I was watching a parenting program on TV the other night and the coach was advocating the ‘time-out’ technique for an out of control 6 year-old girl. The mother was instructed to tell the child that time-out on the ‘naughty cube’ would result if she was disobedient. The inevitable happened and the child was marched to the designated spot. The mother sat the screaming girl on the cube, turned her back and walked away. What followed was a 3 1/2 hour battle of wills. The child refused to sit on the cube and would immediately jump off and run away or kick the cube away. Mother or father would retrieve her from under the table, down the hall, upstairs or around a corner, and without speaking to her (although a parent probably couldn’t have been heard over the screaming), she was placed back on the cube. The parents would immediately walk away. Something was missing in this equation!

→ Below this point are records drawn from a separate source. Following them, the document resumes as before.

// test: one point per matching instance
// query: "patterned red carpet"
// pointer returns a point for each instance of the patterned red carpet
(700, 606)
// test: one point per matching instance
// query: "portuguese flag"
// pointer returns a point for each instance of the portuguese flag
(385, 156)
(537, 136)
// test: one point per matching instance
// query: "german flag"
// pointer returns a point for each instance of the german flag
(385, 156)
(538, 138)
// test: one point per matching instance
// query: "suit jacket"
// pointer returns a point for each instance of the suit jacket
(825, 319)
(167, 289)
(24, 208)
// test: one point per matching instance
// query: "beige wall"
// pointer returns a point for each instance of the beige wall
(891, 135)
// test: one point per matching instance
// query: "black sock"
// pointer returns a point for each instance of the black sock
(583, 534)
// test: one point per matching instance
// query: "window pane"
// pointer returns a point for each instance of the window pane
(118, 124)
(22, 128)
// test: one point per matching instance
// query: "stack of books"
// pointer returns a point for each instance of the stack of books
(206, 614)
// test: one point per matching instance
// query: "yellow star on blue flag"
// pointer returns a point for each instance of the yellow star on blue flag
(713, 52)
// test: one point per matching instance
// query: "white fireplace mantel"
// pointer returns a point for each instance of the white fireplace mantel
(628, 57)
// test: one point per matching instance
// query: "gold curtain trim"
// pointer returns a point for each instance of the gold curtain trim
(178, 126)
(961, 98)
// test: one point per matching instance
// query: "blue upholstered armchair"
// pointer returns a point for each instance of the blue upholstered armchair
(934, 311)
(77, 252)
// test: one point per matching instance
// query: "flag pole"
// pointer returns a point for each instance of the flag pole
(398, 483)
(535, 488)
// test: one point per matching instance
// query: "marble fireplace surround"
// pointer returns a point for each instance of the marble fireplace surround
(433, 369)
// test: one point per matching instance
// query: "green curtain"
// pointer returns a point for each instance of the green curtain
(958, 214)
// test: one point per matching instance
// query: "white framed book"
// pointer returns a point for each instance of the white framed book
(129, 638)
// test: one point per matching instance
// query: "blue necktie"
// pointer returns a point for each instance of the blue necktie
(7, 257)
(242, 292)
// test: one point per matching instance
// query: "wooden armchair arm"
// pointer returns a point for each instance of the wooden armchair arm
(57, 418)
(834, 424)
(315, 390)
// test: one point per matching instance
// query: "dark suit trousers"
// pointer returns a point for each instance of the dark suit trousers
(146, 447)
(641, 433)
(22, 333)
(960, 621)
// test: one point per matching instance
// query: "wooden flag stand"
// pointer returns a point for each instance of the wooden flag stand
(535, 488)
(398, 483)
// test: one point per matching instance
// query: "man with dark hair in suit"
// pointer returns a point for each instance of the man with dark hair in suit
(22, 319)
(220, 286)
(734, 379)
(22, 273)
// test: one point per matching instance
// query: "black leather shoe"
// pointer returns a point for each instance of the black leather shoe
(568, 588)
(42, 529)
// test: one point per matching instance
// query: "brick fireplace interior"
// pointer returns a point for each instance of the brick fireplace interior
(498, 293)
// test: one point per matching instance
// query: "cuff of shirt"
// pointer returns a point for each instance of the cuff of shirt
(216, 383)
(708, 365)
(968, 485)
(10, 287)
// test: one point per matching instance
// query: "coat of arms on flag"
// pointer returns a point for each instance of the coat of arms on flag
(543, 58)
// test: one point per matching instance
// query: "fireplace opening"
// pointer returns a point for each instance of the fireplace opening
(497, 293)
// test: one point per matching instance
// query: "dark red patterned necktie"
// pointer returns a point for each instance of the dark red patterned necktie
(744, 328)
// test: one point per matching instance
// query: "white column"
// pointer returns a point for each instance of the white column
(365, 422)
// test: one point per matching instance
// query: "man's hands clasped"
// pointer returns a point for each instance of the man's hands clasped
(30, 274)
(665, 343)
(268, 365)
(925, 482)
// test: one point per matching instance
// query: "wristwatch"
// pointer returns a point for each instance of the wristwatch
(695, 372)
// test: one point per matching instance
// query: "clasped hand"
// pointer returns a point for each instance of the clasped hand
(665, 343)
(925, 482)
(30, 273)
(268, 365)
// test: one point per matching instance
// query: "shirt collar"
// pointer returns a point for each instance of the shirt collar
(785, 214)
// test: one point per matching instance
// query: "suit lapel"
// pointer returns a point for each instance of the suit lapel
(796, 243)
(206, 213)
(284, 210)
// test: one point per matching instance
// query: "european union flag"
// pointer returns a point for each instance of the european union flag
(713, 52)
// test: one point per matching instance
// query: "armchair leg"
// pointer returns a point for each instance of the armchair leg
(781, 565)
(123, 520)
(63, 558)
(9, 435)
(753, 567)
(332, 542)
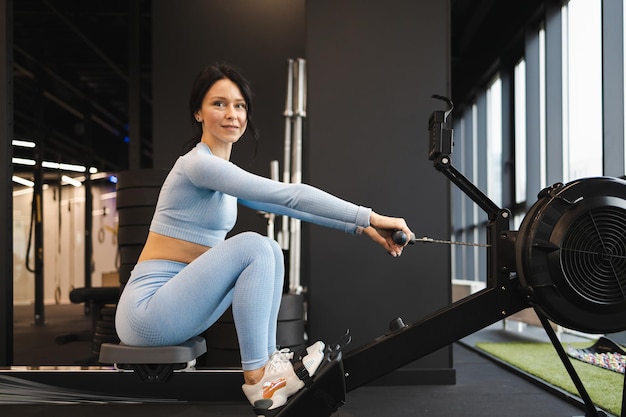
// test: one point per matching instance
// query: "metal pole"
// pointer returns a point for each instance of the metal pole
(6, 189)
(296, 169)
(37, 213)
(134, 87)
(283, 234)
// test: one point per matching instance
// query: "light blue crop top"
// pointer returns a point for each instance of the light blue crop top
(198, 200)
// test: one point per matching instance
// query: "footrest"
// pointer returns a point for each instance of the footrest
(321, 398)
(323, 394)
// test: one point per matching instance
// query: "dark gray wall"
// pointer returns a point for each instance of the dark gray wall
(372, 67)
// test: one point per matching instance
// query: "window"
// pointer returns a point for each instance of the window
(582, 87)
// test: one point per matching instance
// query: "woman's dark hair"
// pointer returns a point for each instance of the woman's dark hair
(204, 81)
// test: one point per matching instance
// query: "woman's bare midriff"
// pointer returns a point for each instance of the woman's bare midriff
(163, 247)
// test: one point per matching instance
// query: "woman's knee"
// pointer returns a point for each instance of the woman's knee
(259, 245)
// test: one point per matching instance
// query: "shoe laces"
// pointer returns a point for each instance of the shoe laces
(279, 361)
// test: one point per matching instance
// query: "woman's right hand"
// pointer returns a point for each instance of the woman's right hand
(381, 230)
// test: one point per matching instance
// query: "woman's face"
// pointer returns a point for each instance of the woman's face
(223, 114)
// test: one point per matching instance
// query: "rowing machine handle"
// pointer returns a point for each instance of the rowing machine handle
(400, 237)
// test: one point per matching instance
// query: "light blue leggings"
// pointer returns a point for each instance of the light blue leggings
(166, 303)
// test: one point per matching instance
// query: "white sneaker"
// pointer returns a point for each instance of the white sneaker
(278, 383)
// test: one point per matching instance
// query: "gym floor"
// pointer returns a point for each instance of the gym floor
(483, 387)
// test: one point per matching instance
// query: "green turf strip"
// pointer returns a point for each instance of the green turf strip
(605, 387)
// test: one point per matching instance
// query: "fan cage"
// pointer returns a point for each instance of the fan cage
(593, 255)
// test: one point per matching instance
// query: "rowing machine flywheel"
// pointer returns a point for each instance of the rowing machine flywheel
(571, 254)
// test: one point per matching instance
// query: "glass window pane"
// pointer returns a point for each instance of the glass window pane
(494, 141)
(520, 131)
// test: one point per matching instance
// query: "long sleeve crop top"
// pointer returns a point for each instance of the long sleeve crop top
(198, 200)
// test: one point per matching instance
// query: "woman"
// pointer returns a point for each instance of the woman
(188, 274)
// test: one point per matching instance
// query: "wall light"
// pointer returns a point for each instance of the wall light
(70, 181)
(23, 181)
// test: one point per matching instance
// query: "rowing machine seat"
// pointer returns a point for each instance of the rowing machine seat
(153, 363)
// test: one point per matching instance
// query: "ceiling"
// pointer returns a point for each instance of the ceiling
(72, 82)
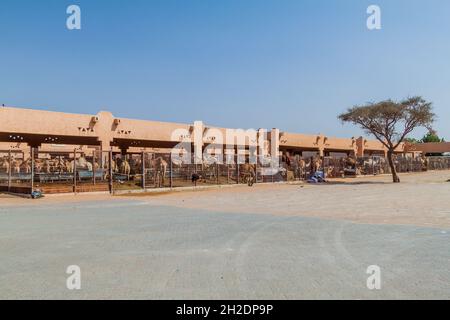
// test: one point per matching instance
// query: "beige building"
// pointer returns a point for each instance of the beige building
(24, 128)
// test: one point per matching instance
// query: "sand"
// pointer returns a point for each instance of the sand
(422, 199)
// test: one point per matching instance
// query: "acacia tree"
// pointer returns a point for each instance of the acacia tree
(391, 122)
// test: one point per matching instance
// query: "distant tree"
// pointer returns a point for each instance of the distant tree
(431, 136)
(390, 122)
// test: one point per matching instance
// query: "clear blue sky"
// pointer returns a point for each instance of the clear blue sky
(289, 64)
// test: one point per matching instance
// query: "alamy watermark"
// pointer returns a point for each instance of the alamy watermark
(73, 22)
(374, 19)
(73, 281)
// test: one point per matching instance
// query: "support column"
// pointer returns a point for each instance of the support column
(110, 172)
(171, 171)
(93, 167)
(9, 170)
(198, 142)
(143, 169)
(75, 170)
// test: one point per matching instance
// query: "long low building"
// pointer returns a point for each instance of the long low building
(22, 128)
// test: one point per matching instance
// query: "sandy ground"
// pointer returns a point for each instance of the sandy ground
(262, 242)
(422, 199)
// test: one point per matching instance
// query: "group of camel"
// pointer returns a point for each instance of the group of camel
(56, 165)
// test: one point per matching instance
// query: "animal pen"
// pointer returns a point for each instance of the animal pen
(94, 170)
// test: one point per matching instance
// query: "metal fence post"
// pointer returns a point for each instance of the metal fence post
(75, 170)
(237, 170)
(9, 171)
(143, 169)
(32, 168)
(171, 171)
(93, 167)
(217, 172)
(110, 172)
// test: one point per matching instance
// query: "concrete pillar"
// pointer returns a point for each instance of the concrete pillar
(275, 147)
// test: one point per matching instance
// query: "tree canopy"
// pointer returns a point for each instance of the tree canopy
(390, 122)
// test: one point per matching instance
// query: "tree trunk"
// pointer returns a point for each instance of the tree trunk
(395, 177)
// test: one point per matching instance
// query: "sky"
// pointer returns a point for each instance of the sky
(289, 64)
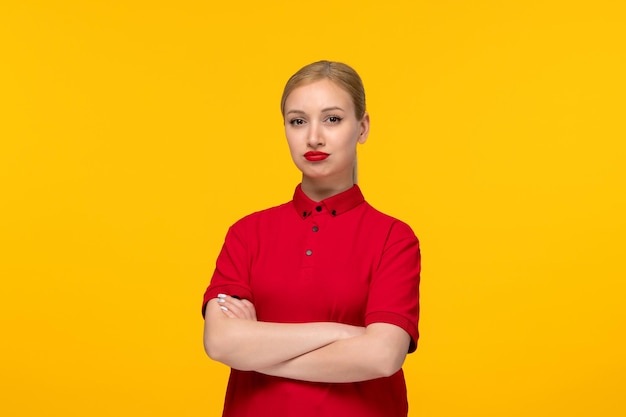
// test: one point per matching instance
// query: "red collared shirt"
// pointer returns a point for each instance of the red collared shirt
(337, 260)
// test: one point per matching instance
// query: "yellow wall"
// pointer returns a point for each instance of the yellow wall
(133, 133)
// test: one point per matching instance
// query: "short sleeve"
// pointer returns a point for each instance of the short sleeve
(394, 287)
(231, 275)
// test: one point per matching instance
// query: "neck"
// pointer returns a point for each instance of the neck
(318, 190)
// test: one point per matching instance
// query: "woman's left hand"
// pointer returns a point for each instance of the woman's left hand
(236, 308)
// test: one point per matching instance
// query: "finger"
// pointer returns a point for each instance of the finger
(245, 307)
(227, 312)
(250, 309)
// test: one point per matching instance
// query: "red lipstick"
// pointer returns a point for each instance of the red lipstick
(315, 156)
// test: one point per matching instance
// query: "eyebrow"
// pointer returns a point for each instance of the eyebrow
(323, 110)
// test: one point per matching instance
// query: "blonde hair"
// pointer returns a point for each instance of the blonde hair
(340, 73)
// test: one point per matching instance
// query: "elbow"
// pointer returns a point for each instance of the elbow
(388, 363)
(212, 348)
(388, 368)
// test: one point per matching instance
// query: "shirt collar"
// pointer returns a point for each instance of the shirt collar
(335, 205)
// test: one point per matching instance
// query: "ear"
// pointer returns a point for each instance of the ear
(364, 125)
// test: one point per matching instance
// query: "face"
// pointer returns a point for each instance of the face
(322, 132)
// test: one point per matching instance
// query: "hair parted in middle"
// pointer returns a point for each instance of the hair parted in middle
(343, 75)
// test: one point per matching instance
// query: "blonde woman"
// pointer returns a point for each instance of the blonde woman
(314, 303)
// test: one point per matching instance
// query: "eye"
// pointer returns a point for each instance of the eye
(296, 122)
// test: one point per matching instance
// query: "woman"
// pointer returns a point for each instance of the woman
(314, 303)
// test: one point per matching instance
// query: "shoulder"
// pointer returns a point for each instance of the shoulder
(395, 227)
(261, 217)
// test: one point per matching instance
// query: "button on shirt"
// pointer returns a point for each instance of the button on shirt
(337, 260)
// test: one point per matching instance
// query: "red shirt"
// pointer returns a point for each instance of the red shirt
(337, 260)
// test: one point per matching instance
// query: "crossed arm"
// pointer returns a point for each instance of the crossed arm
(318, 352)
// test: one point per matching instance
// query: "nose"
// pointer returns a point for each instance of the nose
(315, 136)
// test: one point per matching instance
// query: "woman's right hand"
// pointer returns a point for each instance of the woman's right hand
(236, 308)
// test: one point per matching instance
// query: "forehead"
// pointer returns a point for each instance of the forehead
(318, 94)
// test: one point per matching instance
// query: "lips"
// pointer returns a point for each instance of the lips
(315, 156)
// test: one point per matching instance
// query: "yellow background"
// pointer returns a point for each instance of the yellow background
(133, 133)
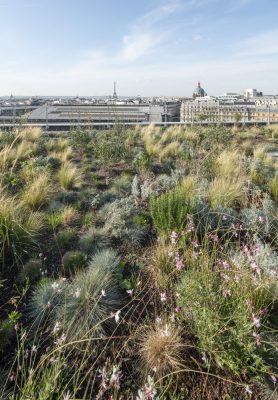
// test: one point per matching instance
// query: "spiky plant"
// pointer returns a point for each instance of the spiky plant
(226, 193)
(273, 186)
(172, 149)
(31, 134)
(37, 193)
(24, 149)
(69, 215)
(68, 176)
(19, 230)
(46, 299)
(161, 349)
(229, 165)
(91, 298)
(94, 240)
(169, 211)
(73, 261)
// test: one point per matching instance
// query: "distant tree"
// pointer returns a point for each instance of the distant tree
(201, 117)
(80, 139)
(237, 118)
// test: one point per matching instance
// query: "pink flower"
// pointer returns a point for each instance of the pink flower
(179, 263)
(255, 268)
(204, 358)
(163, 296)
(226, 277)
(117, 316)
(214, 236)
(227, 293)
(236, 278)
(226, 265)
(258, 338)
(256, 321)
(195, 244)
(173, 237)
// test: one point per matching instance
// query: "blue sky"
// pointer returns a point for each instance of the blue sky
(150, 47)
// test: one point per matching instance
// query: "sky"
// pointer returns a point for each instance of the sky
(149, 47)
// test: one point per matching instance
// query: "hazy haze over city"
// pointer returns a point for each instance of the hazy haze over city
(151, 47)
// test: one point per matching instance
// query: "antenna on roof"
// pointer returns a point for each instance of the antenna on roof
(115, 91)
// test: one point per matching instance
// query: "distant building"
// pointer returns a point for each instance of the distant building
(199, 91)
(251, 93)
(219, 110)
(108, 112)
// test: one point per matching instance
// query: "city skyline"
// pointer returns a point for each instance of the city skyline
(152, 48)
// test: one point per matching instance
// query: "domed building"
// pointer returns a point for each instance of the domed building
(199, 91)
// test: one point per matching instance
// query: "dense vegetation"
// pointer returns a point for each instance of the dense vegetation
(139, 264)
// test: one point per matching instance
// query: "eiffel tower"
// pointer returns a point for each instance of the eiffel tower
(115, 91)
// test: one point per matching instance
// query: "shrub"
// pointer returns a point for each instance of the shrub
(6, 333)
(162, 266)
(91, 298)
(31, 271)
(173, 149)
(118, 216)
(273, 187)
(121, 186)
(94, 240)
(66, 239)
(68, 176)
(142, 161)
(169, 211)
(261, 173)
(222, 306)
(226, 193)
(31, 134)
(80, 139)
(46, 299)
(161, 349)
(37, 193)
(69, 215)
(18, 231)
(73, 260)
(229, 165)
(190, 186)
(111, 146)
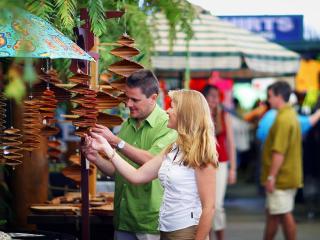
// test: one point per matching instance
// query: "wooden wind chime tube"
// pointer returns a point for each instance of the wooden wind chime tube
(31, 125)
(10, 140)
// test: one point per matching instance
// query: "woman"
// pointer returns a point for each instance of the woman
(227, 156)
(186, 169)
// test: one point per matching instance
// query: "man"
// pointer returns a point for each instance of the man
(282, 163)
(142, 136)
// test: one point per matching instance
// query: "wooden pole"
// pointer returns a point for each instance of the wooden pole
(85, 197)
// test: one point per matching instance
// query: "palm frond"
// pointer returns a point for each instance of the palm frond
(97, 17)
(66, 11)
(42, 8)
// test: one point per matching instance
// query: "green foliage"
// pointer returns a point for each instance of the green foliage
(15, 88)
(43, 8)
(97, 17)
(66, 13)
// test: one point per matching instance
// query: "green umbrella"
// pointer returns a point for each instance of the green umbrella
(23, 34)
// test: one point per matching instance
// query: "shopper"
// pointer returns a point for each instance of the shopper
(144, 135)
(227, 156)
(186, 169)
(281, 163)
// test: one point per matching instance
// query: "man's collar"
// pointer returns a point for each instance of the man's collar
(151, 119)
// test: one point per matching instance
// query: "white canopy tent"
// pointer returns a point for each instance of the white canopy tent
(220, 46)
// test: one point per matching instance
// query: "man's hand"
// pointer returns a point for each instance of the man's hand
(107, 134)
(90, 154)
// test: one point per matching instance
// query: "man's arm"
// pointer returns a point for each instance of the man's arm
(276, 163)
(135, 154)
(102, 164)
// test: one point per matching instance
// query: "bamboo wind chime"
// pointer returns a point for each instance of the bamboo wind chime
(124, 68)
(10, 140)
(31, 124)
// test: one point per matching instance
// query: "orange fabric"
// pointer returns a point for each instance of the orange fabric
(256, 113)
(308, 75)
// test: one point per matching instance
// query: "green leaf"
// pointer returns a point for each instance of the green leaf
(97, 17)
(42, 8)
(29, 73)
(16, 88)
(66, 11)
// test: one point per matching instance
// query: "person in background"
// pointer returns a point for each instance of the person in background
(186, 169)
(265, 123)
(142, 136)
(227, 156)
(281, 164)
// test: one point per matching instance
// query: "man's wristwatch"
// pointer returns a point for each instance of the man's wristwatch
(121, 145)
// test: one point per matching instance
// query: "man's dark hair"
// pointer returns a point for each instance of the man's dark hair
(281, 88)
(145, 80)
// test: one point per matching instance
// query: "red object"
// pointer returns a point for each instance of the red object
(198, 84)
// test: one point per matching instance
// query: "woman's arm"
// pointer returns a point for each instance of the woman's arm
(144, 174)
(206, 183)
(232, 174)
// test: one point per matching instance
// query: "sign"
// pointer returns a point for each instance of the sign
(278, 28)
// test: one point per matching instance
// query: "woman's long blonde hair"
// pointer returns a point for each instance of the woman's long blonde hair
(195, 129)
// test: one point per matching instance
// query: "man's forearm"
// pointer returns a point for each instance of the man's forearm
(105, 166)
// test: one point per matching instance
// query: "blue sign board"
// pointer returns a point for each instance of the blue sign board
(278, 28)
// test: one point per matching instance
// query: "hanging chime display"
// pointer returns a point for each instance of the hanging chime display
(31, 124)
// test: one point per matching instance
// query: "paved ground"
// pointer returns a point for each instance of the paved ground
(245, 216)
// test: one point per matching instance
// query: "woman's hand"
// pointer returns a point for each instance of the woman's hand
(106, 133)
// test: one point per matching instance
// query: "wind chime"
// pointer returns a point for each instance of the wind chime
(10, 140)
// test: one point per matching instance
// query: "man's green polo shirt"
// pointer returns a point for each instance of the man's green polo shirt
(285, 138)
(137, 206)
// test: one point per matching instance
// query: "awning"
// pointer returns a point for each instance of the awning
(220, 46)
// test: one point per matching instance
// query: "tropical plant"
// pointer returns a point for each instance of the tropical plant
(65, 15)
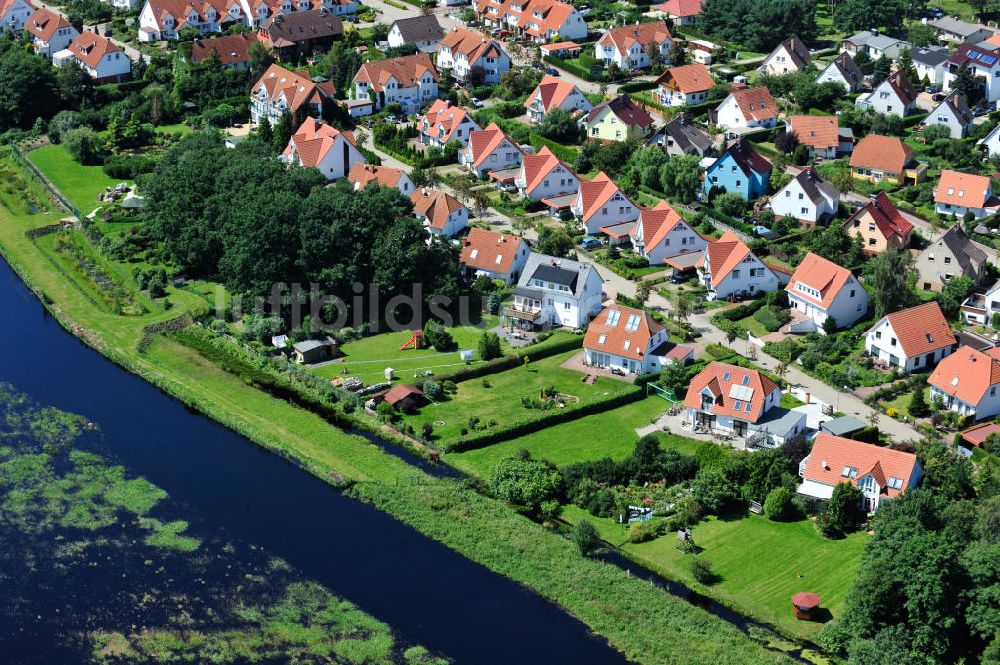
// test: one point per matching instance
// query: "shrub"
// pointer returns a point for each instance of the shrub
(701, 570)
(778, 505)
(586, 537)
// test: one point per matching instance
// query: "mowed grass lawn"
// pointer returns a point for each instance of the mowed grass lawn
(368, 357)
(501, 401)
(761, 563)
(608, 434)
(80, 184)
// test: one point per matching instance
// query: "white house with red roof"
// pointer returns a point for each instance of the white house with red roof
(630, 46)
(663, 236)
(681, 12)
(880, 473)
(50, 31)
(410, 81)
(279, 90)
(497, 255)
(441, 213)
(444, 123)
(730, 269)
(747, 108)
(543, 176)
(98, 56)
(461, 50)
(600, 203)
(14, 14)
(684, 85)
(913, 339)
(806, 198)
(490, 150)
(554, 93)
(743, 402)
(540, 21)
(320, 146)
(361, 174)
(632, 341)
(958, 193)
(820, 290)
(968, 382)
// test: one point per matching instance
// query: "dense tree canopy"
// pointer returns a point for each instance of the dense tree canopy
(245, 217)
(759, 25)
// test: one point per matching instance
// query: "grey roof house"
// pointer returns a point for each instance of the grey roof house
(682, 137)
(950, 255)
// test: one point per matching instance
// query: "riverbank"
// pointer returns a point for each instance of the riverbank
(643, 622)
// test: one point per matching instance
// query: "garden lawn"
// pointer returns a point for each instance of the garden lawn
(502, 400)
(761, 563)
(608, 434)
(368, 357)
(80, 184)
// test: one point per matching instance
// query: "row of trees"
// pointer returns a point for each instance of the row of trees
(245, 218)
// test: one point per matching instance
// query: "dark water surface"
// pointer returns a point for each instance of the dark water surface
(234, 491)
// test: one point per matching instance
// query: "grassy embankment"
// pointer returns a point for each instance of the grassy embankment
(643, 622)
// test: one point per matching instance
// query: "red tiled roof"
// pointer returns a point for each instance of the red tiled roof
(44, 22)
(821, 274)
(831, 454)
(407, 70)
(298, 88)
(962, 189)
(966, 374)
(442, 119)
(888, 220)
(755, 103)
(89, 48)
(435, 206)
(920, 329)
(595, 193)
(621, 331)
(313, 140)
(681, 8)
(732, 388)
(687, 78)
(623, 37)
(817, 131)
(362, 174)
(484, 141)
(490, 250)
(552, 91)
(626, 110)
(882, 153)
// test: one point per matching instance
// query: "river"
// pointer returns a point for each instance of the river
(231, 488)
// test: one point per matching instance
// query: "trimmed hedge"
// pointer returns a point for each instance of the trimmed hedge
(523, 427)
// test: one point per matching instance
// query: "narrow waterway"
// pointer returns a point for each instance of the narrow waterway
(229, 487)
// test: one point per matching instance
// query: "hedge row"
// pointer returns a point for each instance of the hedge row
(523, 427)
(537, 351)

Time-out is a great technique to positively change negative child behavior. The idea behind it is to isolate the child from a favored activity for a given length of time so they can calm down and think about how they should behave before being allowed to return. If time-out doesn’t change the negative behavior, something is wrong with the process. For effective correction the following aspects must be in place. Parents need to explain behavioral expectations clearly before any consequences occur. The child needs to look the parent in the eye and, once the expected behavior has been explained, repeat what the parent has said to prove they understand. The parent demonstrates the expected behavior and the child practices till they get it right. Praise for desired behavior is vital. If the child does not comply, then time-out, as a consequence, should be explained and applied. By now the child knows exactly what will happen and is, therefore, making a choice for corrective action rather than obedience. Give the child one warning then take their hand and sit them on the designated time-out spot. Tell them why they are there and how long they need to stay before they can come back. Stay there for a moment to make sure the child does not move off the spot. If they get up sit them back immediately. If they refuse to sit on the seat, sit on the seat yourself and sit them in your lap facing forwards. Wrap both your arms around them, holding their hands. This is like a bear hug but they are facing away from you. Tell them you will not let them go until they stop crying or struggling. When they calm down, sit them on the seat and start the timer. The time should be one minute for each year e.g. A 4 year-old would be given a 4-minute time-out.
There are several reasons why time-out may not work. If you are not consistent with your expectations, kids are not convinced that you mean what you say and will often not comply. Time-out is only one of many corrective actions and should be substituted as the child gets beyond about eight years of age, gets stale, or when desired results are not forthcoming. Reducing TV watching time or time on the computer, withdrawing privileges, taking away a skateboard, bike or car keys from a driving teenager are other methods of dealing with inappropriate behavior. For now, time-out for young children can still be a very effective tool if used effectively.